Quelques participants ont ri de manière ironique, pas moi. Ce cadre avait involontairement prédisposé son personnel à l'échec. Voici en réalité le message qu'il avait fait passer : « Sauver les dauphins est une cause légitime et a un effet bénéfique pour la planète, tandis que votre boulot n'a pas d'autre sens ni valeur que le salaire juteux qu'il vous procure. » Il venait de leur rappeler qu'ils avaient un emploi, pas une vocation. (...) Le moyen le plus rapide de démotiver un employé est de lui dire que son travail n'a de sens qu'en raison du chèque de paie. (p. 126-127)

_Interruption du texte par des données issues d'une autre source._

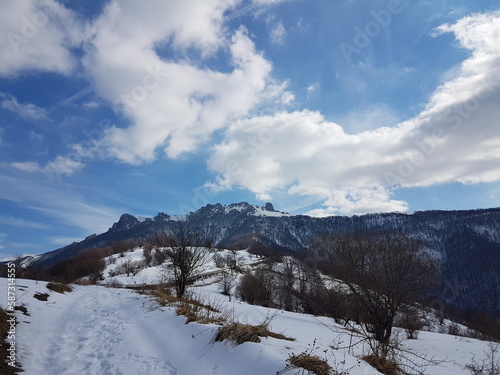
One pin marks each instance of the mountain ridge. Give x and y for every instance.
(465, 242)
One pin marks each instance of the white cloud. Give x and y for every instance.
(174, 105)
(312, 88)
(24, 110)
(21, 223)
(61, 166)
(67, 207)
(278, 33)
(37, 36)
(454, 139)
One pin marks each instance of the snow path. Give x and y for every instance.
(85, 335)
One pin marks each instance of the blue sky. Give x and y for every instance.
(321, 107)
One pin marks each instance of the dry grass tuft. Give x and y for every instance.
(5, 368)
(240, 333)
(59, 288)
(383, 365)
(23, 309)
(41, 296)
(311, 363)
(192, 307)
(162, 295)
(202, 312)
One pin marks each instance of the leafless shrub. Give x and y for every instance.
(226, 283)
(186, 251)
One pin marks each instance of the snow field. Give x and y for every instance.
(115, 331)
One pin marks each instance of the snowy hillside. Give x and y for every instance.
(117, 331)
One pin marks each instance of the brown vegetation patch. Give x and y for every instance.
(41, 296)
(59, 288)
(23, 309)
(5, 368)
(196, 311)
(383, 365)
(240, 333)
(311, 363)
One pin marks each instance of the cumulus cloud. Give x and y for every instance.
(172, 105)
(453, 139)
(38, 36)
(278, 33)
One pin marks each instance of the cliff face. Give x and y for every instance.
(467, 243)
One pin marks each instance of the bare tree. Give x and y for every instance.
(186, 250)
(383, 272)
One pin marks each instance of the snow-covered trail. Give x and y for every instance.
(85, 335)
(98, 331)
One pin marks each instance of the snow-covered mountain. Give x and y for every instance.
(111, 331)
(467, 243)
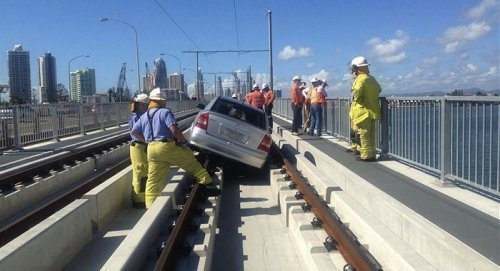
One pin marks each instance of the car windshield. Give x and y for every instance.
(240, 111)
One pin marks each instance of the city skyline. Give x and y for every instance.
(412, 47)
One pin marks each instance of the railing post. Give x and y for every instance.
(384, 126)
(445, 139)
(82, 119)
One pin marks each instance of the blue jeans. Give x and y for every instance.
(316, 118)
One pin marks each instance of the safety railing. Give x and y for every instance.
(26, 124)
(454, 138)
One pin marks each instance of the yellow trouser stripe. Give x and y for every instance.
(139, 160)
(161, 155)
(366, 131)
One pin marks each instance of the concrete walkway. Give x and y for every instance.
(252, 234)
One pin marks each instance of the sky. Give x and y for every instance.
(413, 47)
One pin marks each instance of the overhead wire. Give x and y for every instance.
(182, 30)
(237, 34)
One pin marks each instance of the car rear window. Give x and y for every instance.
(252, 116)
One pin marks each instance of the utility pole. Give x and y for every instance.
(270, 50)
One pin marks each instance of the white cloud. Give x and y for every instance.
(478, 11)
(431, 61)
(289, 52)
(492, 71)
(470, 68)
(390, 51)
(472, 31)
(455, 47)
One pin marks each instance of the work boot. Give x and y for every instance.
(211, 190)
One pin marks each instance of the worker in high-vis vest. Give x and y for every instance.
(138, 156)
(317, 97)
(166, 147)
(365, 108)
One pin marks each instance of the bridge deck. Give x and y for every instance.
(475, 223)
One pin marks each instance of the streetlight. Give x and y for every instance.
(69, 76)
(136, 47)
(178, 60)
(197, 85)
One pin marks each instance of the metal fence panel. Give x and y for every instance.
(455, 138)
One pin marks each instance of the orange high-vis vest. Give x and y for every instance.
(316, 97)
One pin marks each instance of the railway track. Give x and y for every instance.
(190, 205)
(14, 179)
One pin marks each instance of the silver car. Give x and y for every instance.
(232, 130)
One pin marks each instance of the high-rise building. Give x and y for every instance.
(160, 78)
(19, 75)
(82, 84)
(176, 81)
(47, 86)
(201, 85)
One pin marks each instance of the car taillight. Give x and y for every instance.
(202, 121)
(265, 144)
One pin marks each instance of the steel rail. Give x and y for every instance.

Le cerveau est organisé pour se conformer à nos prédictions, ce que les psychologues appellent la « théorie de l'attente ». (p. 110)

Comme William James l'a dit un jour : « Mon expérience est ce à quoi je choisi d'accorder mon attention." (p. 146)

(*) voir à ce sujet le site et le livre 3 kifs par jour, dont l'auteure n'est autre que la personne qui signe la préface de Comment devenir un optimiste contagieux.